The Market Value Rule of Damages and the Death of Irreparable Injury
16 Pages Posted: 8 Jun 2009 Last revised: 5 Feb 2012
Date Written: July 27, 2011
A fundamental principle of remedies is that the remedy should be sufficient to place the injured party in the position he would have occupied but for the wrong suffered. But law and equity come to very different conclusions about what remedy is sufficient to restore a plaintiff to his status quo ante when real property, rare property, and property with high sentimental but low market value are involved. Equity treats the loss of these items as irreparable injury, meaning that damages are not adequate to compensate the victim for their loss. But if the real property is seized in eminent domain proceedings, or rare or sentimental personal property is destroyed, the market value of these items is generally deemed at law to provide an adequate measure of the value of the loss, so that giving the plaintiff market value damages constitutes an adequate remedy at law.
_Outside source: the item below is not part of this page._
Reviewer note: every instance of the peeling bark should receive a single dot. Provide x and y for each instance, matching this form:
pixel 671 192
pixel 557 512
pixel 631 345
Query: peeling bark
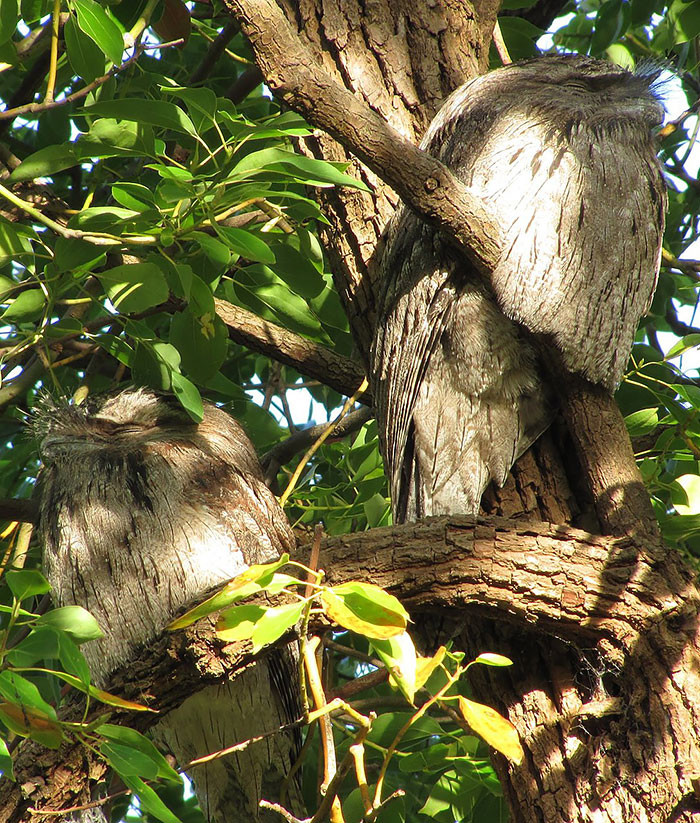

This demonstrates a fundamental tension between law and equity: law presumes that the market value is the measure of the damages suffered from the loss, but equity presumes that the damages from this same loss is immeasurable; were it otherwise, damages would be adequate, and equity jurisdiction would not be invoked. This article examines this tension and concludes that the market value rule of damages fails to provide an adequate remedy when real property is seized in eminent domain or when irreplaceable personal property is destroyed through some wrongful act.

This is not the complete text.